I don't know about Ron's story, but I'd like to. BTW Ron seems to have done OK in the world at last. I'm afraid to discuss the things I have come up with if I were to become a terrorist, and the things that don't require me to survive are really scary. Dirty bombs are effective because the mass hysteria that one could create, not because of the damage. A weapons grade dirty bomb would be a mess though...

#Comment made: 2002-06-13 22:22:19+00 by: Larry Burton

I've been thinking about this dirty bomb thing and the exaggerations that Ashcroft has been guilty of. If I used an old circa 1950s clock with a radium dial as the timer of a bomb would I be accussed of setting off a dirty bomb?

#Comment made: 2002-06-13 22:28:56+00 by: Dan Lyke

Oooh. I hadn't thought about old clocks... or taking apart smoke detectors...

#Comment made: 2002-06-15 14:28:22+00 by: meuon

The "Homeland Internet Security Task Force" has probably listed Flutterby as a potential Terrorist Web Site.

My worst non-nuclear nightmares: About 5 people with 'sawzall's' and a shovel, at strategic places, could down most of our telecomunications networks. Add a few sniper shots into some microwave tower waveguides and it gets worse.
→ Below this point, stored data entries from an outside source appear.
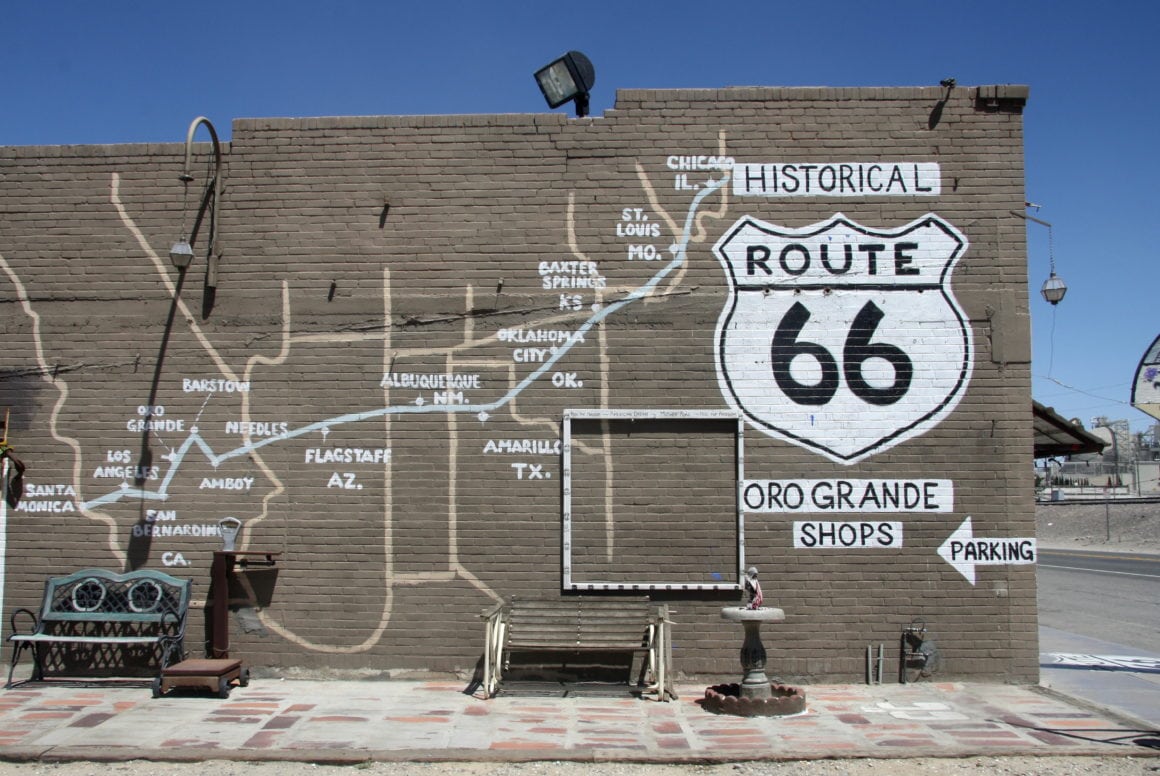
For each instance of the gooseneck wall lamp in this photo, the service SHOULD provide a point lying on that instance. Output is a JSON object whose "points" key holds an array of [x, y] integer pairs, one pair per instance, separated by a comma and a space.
{"points": [[1053, 288], [568, 79], [181, 254]]}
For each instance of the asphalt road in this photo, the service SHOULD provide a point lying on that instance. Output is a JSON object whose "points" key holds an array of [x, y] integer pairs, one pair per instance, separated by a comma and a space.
{"points": [[1104, 595], [1100, 629]]}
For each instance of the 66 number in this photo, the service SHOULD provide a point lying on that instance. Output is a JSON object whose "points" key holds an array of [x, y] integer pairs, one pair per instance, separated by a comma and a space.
{"points": [[855, 353]]}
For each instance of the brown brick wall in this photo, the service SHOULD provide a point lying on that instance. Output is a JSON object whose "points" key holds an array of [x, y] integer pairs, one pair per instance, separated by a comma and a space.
{"points": [[419, 247]]}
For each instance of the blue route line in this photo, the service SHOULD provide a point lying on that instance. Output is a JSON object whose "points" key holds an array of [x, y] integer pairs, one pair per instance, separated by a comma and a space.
{"points": [[195, 439]]}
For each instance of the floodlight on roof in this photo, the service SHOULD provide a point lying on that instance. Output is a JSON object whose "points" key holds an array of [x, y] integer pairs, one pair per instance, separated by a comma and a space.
{"points": [[567, 79]]}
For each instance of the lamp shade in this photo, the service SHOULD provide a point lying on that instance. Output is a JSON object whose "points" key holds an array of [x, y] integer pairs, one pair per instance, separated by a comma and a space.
{"points": [[1053, 289], [181, 254]]}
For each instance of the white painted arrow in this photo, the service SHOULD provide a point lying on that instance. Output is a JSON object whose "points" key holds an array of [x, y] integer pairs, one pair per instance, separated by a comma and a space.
{"points": [[964, 552]]}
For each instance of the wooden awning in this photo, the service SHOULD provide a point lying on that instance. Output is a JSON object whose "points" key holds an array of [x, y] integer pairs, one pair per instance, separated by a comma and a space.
{"points": [[1055, 435]]}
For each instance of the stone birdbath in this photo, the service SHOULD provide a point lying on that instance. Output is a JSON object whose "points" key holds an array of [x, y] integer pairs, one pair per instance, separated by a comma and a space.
{"points": [[755, 696], [754, 682]]}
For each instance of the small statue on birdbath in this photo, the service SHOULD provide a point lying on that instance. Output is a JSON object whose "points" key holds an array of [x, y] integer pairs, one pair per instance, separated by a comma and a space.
{"points": [[753, 588]]}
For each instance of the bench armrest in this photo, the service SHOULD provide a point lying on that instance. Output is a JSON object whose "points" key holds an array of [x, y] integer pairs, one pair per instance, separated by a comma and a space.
{"points": [[31, 615]]}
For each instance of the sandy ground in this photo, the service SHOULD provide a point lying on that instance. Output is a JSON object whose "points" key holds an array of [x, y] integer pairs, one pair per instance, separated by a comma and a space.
{"points": [[1125, 528], [1114, 527]]}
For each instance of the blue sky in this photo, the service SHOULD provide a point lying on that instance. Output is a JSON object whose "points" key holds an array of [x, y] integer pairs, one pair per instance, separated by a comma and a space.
{"points": [[132, 72]]}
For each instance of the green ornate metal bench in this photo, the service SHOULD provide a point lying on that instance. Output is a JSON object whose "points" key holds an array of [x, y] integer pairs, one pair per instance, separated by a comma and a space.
{"points": [[89, 618], [579, 625]]}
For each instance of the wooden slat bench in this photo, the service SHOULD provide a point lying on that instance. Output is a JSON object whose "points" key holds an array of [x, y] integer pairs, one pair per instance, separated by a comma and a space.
{"points": [[143, 610], [579, 625]]}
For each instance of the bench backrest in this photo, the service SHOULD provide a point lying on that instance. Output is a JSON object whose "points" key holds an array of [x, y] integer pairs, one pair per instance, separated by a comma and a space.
{"points": [[579, 622], [101, 595]]}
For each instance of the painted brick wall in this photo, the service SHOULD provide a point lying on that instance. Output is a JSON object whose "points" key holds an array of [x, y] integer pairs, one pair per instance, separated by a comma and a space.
{"points": [[407, 306]]}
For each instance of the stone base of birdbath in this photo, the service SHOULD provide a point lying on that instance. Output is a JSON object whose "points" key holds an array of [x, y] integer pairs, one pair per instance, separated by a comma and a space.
{"points": [[755, 695]]}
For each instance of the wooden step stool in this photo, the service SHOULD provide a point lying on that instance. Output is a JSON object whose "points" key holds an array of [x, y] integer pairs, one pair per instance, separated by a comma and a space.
{"points": [[214, 675]]}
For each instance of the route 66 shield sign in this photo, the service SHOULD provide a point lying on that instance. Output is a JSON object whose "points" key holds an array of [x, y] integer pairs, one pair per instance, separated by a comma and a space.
{"points": [[839, 338]]}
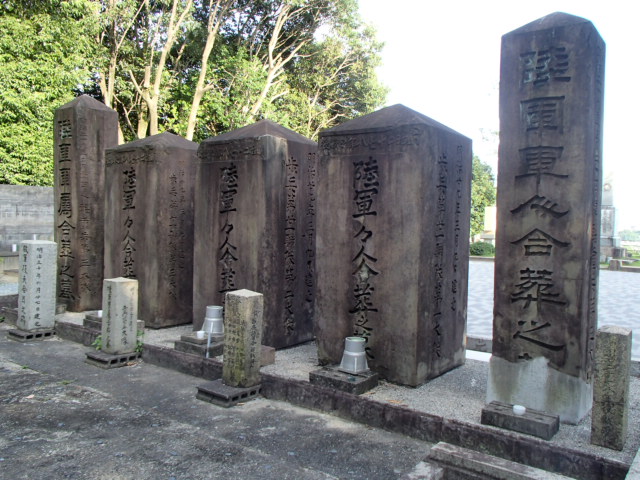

Then a couple of hazardous material semi-truck accidents at key places, and a couple more train derailments at the same spots you broke the fiber lines. Time it with a leak about threats to airlines and they shut down the skyways. Next blow up an oil and gas pipeline, and they'll shut all the others off. Drive a truck through a couple of major electric power distribution points. Hack CNN.com (poison the DNS records and point it elsewhere) and put up even more FUD, but it should look real.

It could be done by one person, and does not need more than a handful (6-8) to make it work. if it all happened at the same time, the result would be absolute chaos and it would be easier and more effective than a couple of 'dirty' bombs.

#Comment made: 2002-06-15 21:45:01+00 by: meuon

And now, they have a second dirty bomb suspect in custody.

#Comment made: 2002-06-16 04:51:22+00 by: Pete

meuon, the MAE's are not the be-all-end-all's they once were. Modern peering is much more distributed.

#Comment made: 2002-06-16 17:19:09+00 by: Shawn

Are the MAEs even still around. I seem to remember seeing a work report a year or two ago stating that Mae West was being taken down to be replaced with something else.

#Comment made: 2002-06-17 00:01:16+00 by: meuon

Who cares about the MAE's.. they are spread out and well protected and are data centric. 100 feet from where I sit are some of the biggest fiber communications backbones in the country. At the physical layer there are exactly 3 bundles: LightNet (WilTel/WorlCom/UUnet/MCI/Sprint/Excel...), Williams (Global Crossing, X0..) and on the other side of the track: Qwest (BellSouth's LD, Frontier, US Carrier, GTE..). they all follow exactly the same paths through lots of remote areas. Dispite what they say in the marketing drivel, experience shows that when catastrophic failure happens to large fiber bundles, feces occurs. The reason we had a T1 backup through AT&T was because they used to go out of town on the highway right of way. Now even that diversity is lacking locally, although they still have microwave links as backups.